GSSW Dean Alberto Godenzi and forum organizer Associate Professor of Macro Practice Marylou Sudders – a former Massachusetts commissioner of mental health – gave welcoming remarks at the start of the event.

Instead of delivering “a political stump speech,” Baker – who later took part in a brief Q&A session – said he wanted to offer his views on the ACA’s impact on social work and social workers, particularly in the areas of care management and therapy. He identified the expansion of coverage, the creation of health exchanges and cuts in Medicare as the “three big pieces” of ACA that would offer challenges and opportunities for social workers.

For example, expanded coverage would make more people eligible for care and treatment, he said, but also create potential dilemmas for what services can be provided, and in which form. Given this scenario, Baker strongly endorsed an emphasis on team-based approaches to health care issues, with specifically defined roles for each health care professional involved, and with measurement of outcomes built into the system.

Social workers would be a vital part of such cross-disciplinary work, he said, because their training tends to prepare them for a team-based approach better in comparison to other professions. “If everyone has a role, and if everyone plays a role, good things happen. This is a tremendous opportunity for all of you.”
 
Baker said social workers and other health care professionals must endeavor to change a model in which 50 percent of health care dollars are spent by a “reasonably healthy” 95 percent of the population, and the remaining 50 percent by a five percent who “are really sick and pinball all over the system.” He urged social workers to consider new, unconventional solutions for longstanding problems, and to seek viewpoints from outside their field – “people who don’t see the elephant the same way you do.”
 
Baker also said social workers should consider whether the culture of their particular organization or agency is attuned to problem-solving and team-based approaches. “Culture matters. Culture will crush strategy, always.”

His last piece of advice: “Trust your gut, but don’t ignore data.”
 
In his introduction to the panel discussion – which Sudders said would present a “boots on the ground” view of social work in the ACA era – McClain echoed Baker’s call for social workers to assert themselves into health care reform. Social workers’ training and education serve them well in other professions, he said, citing Under Secretary of State for Political Affairs Wendy Sherman, who holds an MSW degree and worked in the field before entering politics.

McClain said he has heard praise among many other health care professionals for social workers because of their combination of expertise – in areas such as holistic care, transitional situations and community living – and other qualities: “They’ll tell me, ‘Let’s start with empathy: You guys understand that very well.’”
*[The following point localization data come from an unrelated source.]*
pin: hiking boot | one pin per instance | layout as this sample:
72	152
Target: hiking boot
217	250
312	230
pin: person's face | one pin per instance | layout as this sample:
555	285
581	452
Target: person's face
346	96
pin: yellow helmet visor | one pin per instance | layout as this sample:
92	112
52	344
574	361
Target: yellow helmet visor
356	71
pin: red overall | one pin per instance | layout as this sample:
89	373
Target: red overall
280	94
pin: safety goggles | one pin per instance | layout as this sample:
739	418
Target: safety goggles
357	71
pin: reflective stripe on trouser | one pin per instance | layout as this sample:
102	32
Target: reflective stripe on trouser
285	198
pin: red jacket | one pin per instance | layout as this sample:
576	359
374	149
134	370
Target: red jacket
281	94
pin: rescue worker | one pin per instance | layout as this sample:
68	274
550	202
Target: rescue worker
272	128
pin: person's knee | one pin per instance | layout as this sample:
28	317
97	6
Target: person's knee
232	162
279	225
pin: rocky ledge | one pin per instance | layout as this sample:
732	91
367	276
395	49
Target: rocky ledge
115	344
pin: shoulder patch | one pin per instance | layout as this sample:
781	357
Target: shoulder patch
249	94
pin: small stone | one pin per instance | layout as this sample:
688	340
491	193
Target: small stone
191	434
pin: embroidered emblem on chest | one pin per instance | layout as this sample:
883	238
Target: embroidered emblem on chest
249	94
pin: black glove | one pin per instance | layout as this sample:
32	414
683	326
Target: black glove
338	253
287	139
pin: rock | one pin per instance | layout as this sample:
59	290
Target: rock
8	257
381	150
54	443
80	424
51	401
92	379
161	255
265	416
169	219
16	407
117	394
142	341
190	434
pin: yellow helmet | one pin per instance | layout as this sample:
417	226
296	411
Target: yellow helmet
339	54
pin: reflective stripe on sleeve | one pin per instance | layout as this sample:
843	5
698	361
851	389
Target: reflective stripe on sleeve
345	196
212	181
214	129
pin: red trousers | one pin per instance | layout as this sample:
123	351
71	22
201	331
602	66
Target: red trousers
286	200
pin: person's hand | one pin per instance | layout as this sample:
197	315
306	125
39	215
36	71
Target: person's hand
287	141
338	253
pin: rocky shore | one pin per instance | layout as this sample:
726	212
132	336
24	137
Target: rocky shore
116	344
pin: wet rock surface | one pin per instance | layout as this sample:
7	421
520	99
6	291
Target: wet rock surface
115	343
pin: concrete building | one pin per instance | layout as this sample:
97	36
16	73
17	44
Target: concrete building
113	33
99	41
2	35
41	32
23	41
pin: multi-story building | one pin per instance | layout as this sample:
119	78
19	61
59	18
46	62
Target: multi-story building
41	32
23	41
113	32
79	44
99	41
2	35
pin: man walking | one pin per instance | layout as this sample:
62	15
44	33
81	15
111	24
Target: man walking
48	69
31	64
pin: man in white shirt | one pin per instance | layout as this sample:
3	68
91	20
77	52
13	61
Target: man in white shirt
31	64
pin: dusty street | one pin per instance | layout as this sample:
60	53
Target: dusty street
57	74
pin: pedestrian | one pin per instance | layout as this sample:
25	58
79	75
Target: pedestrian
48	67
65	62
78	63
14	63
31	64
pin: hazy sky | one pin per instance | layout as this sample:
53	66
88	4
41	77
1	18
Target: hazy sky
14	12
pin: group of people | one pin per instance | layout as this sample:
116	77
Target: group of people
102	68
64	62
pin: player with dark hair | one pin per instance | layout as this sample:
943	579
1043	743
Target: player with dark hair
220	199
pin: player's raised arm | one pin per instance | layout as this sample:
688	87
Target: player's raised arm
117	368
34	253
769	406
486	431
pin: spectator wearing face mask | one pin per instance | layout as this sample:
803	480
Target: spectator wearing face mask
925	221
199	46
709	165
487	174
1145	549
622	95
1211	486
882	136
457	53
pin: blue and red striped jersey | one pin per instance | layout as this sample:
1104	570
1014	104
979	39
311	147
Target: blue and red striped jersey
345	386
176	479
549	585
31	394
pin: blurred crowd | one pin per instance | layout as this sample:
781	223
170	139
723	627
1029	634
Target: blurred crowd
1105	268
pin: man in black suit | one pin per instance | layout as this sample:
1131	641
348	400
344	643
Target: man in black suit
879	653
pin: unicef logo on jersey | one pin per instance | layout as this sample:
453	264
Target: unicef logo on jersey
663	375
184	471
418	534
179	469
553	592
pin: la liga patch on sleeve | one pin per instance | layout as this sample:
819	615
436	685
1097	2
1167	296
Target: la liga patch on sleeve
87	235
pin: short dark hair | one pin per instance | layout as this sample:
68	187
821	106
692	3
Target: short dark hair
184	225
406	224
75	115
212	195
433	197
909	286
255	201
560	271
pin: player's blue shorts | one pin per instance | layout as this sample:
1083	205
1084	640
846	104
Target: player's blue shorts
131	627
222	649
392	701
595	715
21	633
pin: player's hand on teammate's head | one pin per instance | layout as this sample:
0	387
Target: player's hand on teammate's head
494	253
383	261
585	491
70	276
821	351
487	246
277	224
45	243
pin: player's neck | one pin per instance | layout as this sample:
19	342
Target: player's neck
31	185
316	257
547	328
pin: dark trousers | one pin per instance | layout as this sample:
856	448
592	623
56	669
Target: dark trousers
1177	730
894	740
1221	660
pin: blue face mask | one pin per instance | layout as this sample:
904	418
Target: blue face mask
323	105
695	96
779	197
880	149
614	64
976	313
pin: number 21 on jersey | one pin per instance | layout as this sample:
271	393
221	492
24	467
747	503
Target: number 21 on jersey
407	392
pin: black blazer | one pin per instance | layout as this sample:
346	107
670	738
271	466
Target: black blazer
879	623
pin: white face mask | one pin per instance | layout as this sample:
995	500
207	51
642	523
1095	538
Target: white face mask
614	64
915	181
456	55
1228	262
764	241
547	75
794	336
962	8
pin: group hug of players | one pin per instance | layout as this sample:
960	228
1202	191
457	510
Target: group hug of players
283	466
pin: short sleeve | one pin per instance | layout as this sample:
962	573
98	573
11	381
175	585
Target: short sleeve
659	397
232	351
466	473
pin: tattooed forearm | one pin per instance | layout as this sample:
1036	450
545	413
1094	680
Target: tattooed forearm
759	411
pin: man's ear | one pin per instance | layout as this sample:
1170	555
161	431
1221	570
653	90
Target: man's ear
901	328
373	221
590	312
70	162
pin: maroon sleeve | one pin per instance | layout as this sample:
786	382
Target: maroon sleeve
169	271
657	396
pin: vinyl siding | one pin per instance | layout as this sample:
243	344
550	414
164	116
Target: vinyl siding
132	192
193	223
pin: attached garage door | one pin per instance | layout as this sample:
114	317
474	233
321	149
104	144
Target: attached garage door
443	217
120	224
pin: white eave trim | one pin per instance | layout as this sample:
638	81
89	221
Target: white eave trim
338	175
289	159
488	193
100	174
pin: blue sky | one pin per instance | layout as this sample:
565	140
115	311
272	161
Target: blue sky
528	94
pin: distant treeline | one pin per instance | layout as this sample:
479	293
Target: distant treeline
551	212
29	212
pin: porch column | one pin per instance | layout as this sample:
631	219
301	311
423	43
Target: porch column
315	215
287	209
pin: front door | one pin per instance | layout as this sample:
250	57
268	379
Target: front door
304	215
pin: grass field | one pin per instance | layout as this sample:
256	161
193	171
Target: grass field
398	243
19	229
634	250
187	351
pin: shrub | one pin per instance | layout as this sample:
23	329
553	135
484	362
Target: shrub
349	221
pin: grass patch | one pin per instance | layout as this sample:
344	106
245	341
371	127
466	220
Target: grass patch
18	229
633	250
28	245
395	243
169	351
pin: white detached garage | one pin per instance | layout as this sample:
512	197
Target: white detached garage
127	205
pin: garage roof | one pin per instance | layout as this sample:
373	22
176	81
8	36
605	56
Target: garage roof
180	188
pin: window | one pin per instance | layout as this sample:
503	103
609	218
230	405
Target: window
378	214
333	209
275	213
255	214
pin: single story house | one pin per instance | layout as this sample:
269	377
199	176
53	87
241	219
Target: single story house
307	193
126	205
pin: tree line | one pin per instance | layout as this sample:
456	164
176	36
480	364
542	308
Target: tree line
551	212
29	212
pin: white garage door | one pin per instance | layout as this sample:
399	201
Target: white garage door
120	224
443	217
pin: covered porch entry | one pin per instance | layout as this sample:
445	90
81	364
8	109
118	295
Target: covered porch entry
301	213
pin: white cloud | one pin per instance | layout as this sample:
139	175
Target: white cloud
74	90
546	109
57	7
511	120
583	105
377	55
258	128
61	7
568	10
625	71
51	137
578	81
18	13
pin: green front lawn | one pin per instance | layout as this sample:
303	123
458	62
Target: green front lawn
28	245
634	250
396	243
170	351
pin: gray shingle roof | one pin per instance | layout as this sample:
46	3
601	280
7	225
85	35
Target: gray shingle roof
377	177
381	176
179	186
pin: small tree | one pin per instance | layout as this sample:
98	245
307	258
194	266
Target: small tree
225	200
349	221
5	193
Yet even though other health care professions “are playing ‘catch-up’” to social work in some respects, said McClain, “what I hear is that social workers always seem to devalue themselves. We must understand the power that we bring to address issues of health and social welfare, that we are part of a profession that does so much good for this country.”

Touching on Baker’s “five percent and 50 percent” comments, McClain said social work “can help change those numbers, get more pro-active treatment for that five percent. Integrated, interdisciplinary models will be key, and social workers will be right there because someone has to connect all the dots, get those linkages in place, find resources and follow up on them.”

Rounding out the forum was a panel discussion with four social workers – Carol Kress, Mary Neagle, Rebecca Osario and J. Scott Turton – involved in innovative pilot programs and initiatives that use the integrated physical-behavioral health model to address physical and mental health-related issues such as addiction.